0822GCC: Phase 2 Study of Efficacy and Safety of Apricoxib/Placebo With Docetaxel or Pemetrexed in Non-Small Cell Lung Cancer

Phase 2

Completed

Conditions: Non Small Cell Lung Cancer
Lung Cancer

Interventions: Drug: Placebo
Drug: apricoxib
Drug: Docetaxel or Pemetrexed

Registration Number: NCT00771953

Lead Sponsor: University of Maryland, Baltimore

Brief Summary: The primary objective is to determine the anti-tumor activity of the combination of apricoxib + either docetaxel (AP/DC) or pemetrexed (AP/PE) compared with placebo + either docetaxel (P/DC) or pemetrexed (P/PE) as measured by progression free survival in patients with Stage IIIb (pleural effusion)or Stage IV non-small cell lung cancer (NSCLC).

Detailed Description: Patients diagnosed with advanced non-small cell lung cancer that has not responded to platinum-based chemotherapy are eligible to particvpate in this study.

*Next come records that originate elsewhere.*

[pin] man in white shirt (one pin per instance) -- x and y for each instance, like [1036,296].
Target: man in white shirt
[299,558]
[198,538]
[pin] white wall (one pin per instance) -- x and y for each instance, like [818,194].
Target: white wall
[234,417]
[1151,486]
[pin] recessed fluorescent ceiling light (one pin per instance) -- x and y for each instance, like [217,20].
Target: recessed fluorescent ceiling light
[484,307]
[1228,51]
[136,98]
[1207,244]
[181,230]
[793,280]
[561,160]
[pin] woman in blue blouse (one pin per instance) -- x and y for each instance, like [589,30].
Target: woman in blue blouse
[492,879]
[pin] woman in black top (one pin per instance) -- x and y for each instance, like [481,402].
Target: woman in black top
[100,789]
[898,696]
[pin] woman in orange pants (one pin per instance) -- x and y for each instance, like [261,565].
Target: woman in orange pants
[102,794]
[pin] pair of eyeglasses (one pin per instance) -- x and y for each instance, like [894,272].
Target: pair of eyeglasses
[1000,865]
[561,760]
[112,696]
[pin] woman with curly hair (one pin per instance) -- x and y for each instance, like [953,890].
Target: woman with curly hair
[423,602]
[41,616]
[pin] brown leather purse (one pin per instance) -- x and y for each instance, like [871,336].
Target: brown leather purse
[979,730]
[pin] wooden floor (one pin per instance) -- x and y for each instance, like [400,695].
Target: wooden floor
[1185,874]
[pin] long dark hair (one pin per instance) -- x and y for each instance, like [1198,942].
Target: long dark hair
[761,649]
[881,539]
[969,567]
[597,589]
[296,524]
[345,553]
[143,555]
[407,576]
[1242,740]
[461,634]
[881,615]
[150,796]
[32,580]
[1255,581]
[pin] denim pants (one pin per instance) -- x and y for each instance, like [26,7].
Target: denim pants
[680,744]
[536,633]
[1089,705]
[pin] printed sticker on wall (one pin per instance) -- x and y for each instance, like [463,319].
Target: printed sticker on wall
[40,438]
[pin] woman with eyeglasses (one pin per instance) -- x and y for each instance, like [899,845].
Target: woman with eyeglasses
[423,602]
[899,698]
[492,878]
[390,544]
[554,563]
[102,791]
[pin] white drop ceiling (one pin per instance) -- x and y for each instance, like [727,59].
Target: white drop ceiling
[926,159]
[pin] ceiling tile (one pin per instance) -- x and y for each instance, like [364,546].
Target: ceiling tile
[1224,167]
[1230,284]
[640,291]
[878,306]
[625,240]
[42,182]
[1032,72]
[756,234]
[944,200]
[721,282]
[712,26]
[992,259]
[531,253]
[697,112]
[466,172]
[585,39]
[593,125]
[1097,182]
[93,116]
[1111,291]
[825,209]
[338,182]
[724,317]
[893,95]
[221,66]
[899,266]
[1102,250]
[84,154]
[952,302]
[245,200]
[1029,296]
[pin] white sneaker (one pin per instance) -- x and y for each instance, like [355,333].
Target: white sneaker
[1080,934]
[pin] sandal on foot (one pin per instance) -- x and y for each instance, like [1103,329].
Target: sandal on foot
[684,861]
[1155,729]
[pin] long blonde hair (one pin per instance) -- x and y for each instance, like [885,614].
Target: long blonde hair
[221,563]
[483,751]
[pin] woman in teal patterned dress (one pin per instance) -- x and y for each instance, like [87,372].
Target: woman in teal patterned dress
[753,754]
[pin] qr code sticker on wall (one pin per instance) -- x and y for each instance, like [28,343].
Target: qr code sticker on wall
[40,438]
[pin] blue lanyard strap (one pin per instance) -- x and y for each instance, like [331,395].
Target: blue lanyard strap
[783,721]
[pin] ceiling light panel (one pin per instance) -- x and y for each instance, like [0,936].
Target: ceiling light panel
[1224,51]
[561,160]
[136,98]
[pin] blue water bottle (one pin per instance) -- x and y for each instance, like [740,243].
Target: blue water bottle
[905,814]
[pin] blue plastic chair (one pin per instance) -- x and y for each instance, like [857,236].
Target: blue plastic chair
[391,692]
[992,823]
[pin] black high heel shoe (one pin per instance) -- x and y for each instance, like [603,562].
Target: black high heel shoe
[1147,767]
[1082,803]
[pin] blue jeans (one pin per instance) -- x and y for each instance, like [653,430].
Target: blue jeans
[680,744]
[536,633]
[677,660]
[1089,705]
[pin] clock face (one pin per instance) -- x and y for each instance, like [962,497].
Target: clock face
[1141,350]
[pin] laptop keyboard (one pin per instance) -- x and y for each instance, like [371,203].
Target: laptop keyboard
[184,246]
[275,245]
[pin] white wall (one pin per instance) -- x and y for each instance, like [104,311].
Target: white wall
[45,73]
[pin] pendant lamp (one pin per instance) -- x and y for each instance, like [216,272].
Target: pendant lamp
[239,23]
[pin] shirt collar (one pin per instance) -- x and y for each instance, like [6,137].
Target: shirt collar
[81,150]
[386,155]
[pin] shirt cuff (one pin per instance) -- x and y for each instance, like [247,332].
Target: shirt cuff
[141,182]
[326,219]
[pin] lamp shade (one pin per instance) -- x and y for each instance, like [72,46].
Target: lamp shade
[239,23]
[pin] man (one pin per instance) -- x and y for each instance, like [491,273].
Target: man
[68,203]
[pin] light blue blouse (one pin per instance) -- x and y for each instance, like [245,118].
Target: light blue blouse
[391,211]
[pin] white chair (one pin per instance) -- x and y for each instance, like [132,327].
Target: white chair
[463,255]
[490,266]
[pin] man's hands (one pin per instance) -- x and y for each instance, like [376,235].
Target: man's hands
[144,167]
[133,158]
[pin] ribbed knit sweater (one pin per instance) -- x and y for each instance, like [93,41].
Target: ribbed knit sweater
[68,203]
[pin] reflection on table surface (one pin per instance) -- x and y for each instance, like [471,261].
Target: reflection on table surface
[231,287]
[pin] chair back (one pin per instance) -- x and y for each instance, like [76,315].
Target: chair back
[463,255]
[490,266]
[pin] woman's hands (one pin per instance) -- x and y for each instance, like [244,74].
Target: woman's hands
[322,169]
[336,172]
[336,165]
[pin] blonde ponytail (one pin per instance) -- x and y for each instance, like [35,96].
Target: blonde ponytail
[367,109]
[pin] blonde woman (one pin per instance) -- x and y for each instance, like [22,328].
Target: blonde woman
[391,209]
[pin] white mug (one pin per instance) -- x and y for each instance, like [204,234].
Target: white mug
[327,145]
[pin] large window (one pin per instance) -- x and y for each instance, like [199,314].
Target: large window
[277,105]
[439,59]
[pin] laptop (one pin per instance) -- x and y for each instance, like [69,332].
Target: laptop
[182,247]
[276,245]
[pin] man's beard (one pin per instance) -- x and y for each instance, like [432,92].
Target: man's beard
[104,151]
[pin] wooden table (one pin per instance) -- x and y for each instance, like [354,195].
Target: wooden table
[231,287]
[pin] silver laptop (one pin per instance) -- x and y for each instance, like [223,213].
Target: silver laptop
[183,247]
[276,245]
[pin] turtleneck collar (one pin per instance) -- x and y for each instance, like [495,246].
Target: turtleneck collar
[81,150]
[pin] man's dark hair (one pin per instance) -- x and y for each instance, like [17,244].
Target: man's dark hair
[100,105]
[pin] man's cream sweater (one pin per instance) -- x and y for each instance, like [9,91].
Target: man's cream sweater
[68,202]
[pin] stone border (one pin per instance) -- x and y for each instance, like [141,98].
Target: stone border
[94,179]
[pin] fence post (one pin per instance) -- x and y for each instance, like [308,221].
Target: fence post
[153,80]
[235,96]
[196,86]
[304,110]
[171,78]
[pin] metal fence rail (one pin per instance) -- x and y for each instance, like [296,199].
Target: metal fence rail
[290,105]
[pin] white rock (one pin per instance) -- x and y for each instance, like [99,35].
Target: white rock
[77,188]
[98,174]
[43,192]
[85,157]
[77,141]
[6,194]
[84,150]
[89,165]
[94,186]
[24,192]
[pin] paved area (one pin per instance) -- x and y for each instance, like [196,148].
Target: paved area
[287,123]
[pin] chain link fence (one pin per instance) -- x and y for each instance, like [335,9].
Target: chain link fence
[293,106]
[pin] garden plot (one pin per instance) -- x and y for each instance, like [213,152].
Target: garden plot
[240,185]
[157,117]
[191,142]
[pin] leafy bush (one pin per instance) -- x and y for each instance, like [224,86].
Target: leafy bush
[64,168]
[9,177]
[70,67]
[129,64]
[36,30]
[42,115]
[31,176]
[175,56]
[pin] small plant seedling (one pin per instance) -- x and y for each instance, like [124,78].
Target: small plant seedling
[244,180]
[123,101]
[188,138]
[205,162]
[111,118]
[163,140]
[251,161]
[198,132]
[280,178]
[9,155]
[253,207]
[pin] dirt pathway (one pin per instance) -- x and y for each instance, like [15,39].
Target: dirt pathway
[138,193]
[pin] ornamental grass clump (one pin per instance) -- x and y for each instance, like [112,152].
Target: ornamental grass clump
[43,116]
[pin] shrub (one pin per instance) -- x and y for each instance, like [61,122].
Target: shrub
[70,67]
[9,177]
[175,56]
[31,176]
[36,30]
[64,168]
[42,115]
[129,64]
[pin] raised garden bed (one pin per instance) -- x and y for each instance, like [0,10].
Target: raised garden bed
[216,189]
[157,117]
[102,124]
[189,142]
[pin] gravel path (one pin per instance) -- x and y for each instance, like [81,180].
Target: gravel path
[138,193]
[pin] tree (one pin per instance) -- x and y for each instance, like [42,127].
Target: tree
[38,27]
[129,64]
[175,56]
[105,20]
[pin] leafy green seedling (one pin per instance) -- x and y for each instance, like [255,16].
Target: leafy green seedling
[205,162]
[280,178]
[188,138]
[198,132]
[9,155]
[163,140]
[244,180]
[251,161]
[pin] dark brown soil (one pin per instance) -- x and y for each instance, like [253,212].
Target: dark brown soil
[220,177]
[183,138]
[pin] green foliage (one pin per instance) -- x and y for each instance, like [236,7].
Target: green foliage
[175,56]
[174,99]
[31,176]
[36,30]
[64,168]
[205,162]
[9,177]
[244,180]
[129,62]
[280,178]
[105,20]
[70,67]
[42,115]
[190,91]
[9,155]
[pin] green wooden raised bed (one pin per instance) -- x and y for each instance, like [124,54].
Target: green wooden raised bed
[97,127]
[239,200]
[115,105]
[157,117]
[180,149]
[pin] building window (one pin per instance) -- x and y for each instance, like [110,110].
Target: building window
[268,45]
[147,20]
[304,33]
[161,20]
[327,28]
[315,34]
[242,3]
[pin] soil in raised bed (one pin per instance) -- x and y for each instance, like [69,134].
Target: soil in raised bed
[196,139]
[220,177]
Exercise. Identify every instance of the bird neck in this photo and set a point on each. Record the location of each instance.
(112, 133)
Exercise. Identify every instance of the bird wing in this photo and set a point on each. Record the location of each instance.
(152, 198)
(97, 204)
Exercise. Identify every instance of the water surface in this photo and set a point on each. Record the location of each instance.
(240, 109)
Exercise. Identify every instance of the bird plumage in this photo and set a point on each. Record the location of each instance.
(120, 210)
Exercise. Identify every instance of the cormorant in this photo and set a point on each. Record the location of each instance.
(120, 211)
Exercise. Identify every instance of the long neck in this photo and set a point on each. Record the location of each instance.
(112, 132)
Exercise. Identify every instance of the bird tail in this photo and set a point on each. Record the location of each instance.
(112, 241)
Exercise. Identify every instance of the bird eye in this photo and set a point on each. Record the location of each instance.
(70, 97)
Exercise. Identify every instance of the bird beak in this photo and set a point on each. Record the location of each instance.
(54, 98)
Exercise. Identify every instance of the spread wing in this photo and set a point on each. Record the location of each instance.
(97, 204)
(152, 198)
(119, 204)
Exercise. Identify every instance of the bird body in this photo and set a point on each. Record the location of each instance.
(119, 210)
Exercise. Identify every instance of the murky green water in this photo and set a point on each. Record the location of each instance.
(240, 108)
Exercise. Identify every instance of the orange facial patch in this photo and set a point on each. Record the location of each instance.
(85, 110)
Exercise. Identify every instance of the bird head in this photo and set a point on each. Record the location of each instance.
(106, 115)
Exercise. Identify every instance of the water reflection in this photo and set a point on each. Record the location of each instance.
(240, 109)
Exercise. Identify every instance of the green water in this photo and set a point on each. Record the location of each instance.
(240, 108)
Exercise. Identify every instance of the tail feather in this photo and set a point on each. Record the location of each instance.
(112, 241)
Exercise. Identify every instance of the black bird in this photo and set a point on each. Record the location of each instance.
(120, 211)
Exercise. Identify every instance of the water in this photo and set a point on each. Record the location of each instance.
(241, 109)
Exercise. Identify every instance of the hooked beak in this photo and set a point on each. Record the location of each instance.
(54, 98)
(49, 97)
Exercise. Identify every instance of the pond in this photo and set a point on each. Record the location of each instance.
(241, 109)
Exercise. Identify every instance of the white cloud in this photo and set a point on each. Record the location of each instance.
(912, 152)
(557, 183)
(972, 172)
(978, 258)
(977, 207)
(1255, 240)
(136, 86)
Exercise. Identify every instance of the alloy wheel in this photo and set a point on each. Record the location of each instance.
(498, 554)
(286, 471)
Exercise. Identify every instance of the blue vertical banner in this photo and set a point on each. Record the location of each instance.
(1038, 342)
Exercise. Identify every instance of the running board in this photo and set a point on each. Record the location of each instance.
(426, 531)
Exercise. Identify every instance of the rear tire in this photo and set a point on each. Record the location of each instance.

Current standard treatments for this type of lung cancer are generally not effective in preventing the cancer from growing. The purpose of this study is to see if adding the drug apricoxib to standard chemotherapy is effective in treting NSCLC. Apricoxib is an investigational drug. Investigational means that it is not approved by the Food and Drug Administration (FDA). Laboratory studies suggest that apricoxib may be useful in the treatment of cancer . This is seen particularly when it is combined with chemotherapy drugs. However, this has not been proven in humans.

Laboratory evidence indicates that apricoxib may benefit patients whose disease over-produces a substance called COX-2. COX-2 can be detected in the urine as a substance called PGE-M (prostaglandin E metabolite). It is thought that patients who have a PGE-M level in the urine that decreases by at least half after taking apricoxib may benefit more than patients whose urine PGE-M decreases by less than half after apricoxib.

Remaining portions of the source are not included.